As Russian troops try to move north of Mariupol to advance against Ukrainian forces from the south, their progress is “slow and uneven and certainly not decisive,” the official said.
The British Ministry of Defense proposed a similar assessment, saying it believed Russian forces in Ukraine were likely to suffer from “weakened morale”, along with a lack of unit-level skills and “inconsistent air support”.
Russian forces are “forced to merge and redeploy exhausted and disparate units from the failed attacks in northeastern Ukraine,” the ministry tweeted Saturday as part of a daily report on the war. She did not say on what basis she made the assessment.

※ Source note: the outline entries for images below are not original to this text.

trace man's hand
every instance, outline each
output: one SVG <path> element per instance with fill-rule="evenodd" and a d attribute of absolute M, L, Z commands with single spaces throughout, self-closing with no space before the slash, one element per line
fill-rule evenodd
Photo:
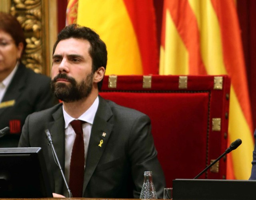
<path fill-rule="evenodd" d="M 66 198 L 66 197 L 58 194 L 52 193 L 52 196 L 55 198 Z"/>

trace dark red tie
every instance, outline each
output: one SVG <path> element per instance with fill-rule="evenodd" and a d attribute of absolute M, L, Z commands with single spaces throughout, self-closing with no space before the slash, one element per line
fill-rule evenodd
<path fill-rule="evenodd" d="M 82 124 L 84 122 L 75 120 L 70 125 L 76 133 L 70 160 L 69 186 L 73 197 L 82 197 L 84 171 L 84 145 Z"/>

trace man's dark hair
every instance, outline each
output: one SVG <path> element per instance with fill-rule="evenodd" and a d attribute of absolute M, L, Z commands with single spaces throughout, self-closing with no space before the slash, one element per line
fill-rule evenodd
<path fill-rule="evenodd" d="M 10 35 L 17 47 L 20 43 L 23 43 L 23 53 L 27 43 L 21 25 L 16 18 L 8 13 L 0 12 L 0 29 Z"/>
<path fill-rule="evenodd" d="M 61 40 L 69 38 L 76 38 L 87 40 L 91 47 L 89 54 L 92 61 L 92 71 L 95 72 L 101 67 L 106 70 L 108 60 L 108 52 L 106 44 L 99 35 L 90 28 L 73 24 L 66 26 L 58 34 L 58 39 L 53 46 L 53 55 L 58 44 Z M 99 90 L 101 88 L 103 79 L 98 83 Z"/>

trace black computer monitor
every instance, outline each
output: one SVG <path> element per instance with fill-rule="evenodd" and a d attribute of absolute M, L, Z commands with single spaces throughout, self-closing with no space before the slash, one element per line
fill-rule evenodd
<path fill-rule="evenodd" d="M 0 148 L 0 198 L 52 197 L 40 147 Z"/>

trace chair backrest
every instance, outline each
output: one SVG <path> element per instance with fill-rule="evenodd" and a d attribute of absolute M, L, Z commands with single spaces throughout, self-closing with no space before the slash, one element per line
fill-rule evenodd
<path fill-rule="evenodd" d="M 139 110 L 152 134 L 167 186 L 193 178 L 227 146 L 230 80 L 226 75 L 106 76 L 100 95 Z M 225 179 L 219 161 L 200 178 Z"/>

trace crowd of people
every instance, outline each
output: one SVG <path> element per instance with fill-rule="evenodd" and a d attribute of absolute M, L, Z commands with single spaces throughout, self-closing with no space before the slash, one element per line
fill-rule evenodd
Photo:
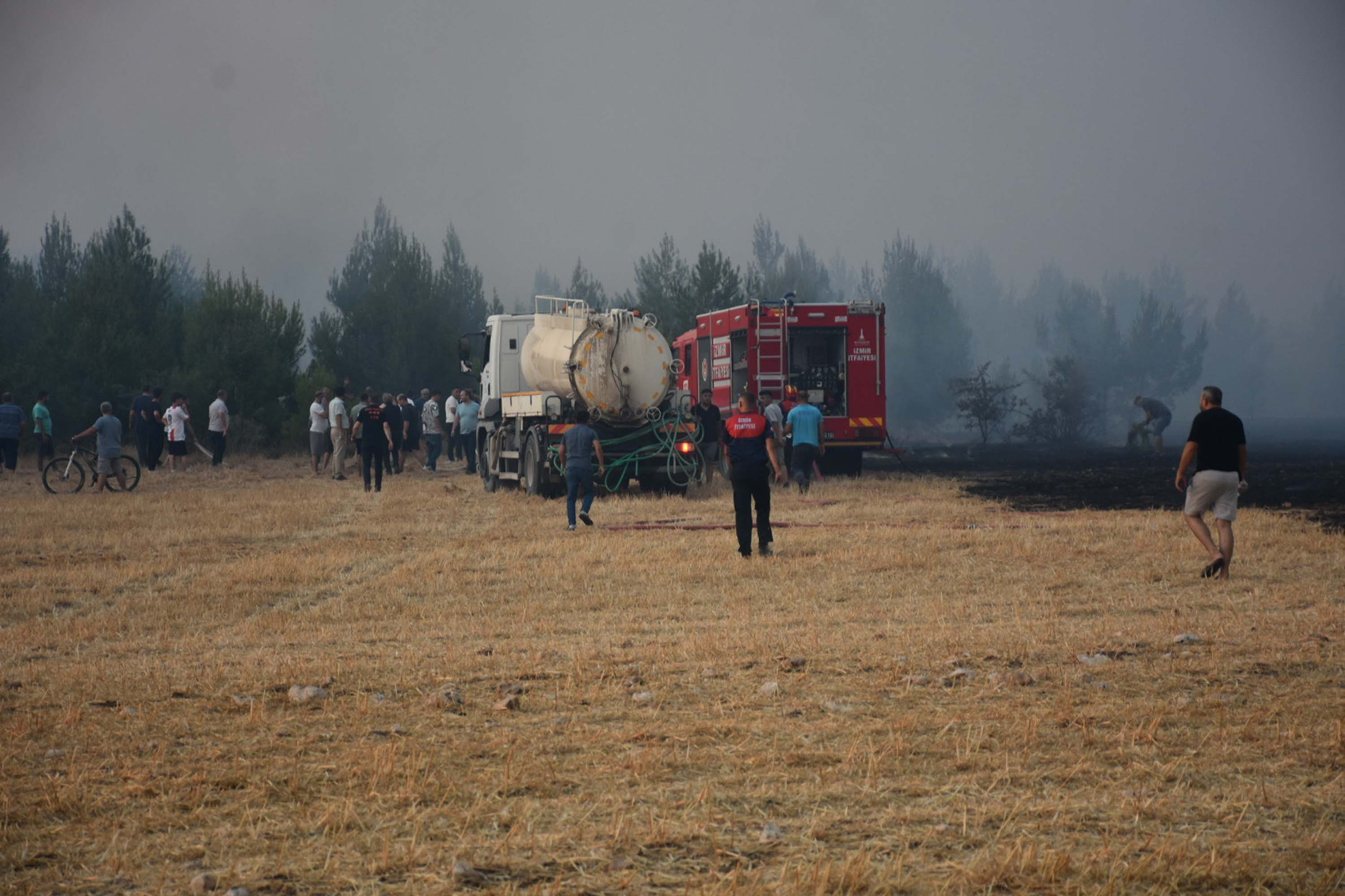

Zelensky: Russia wants to empty this territory
In his evening video address, Ukrainian President Volodymyr Zelensky accused Russia of trying to destroy Donbass and all those who live there.
The constant attacks “show that Russia wants to empty this territory of all people,” he said.
WATCH What happened in week 10 of Russia’s attack on Ukraine:
What happened in week 10 of Russia’s attack on Ukraine
Russia has warned the West not to provoke World War III if leaders continue to intervene in Ukraine, while senior US and UN officials visit Kyiv and assess the horrors of mass graves east of the capital. The Kremlin also stopped natural gas for Bulgaria and Poland. Here is a summary of the war in Ukraine from 23 to 29 April. 4:43
“If the Russian invaders succeed in carrying out their plans, even in part, then they have enough artillery and planes to turn the whole of Donbass to stone, as they did with Mariupol.
Ukrainian troops in the Luhansk region of Donbass repulsed an attack by Russian airborne troops and killed most of them, the governor said.
Cleaning crews are preparing to work at the site of the explosion in Kyiv, the Ukrainian capital, on Friday. (Emilio Morenati / Associated Press)
“Only seven of the invaders survived,” Governor Sergei Haidai said in a telegram on Friday. The claim cannot be confirmed immediately.
He did not say where the attack took place, but said Russian forces were preparing to attack Severodonetsk, northwest of Luhansk.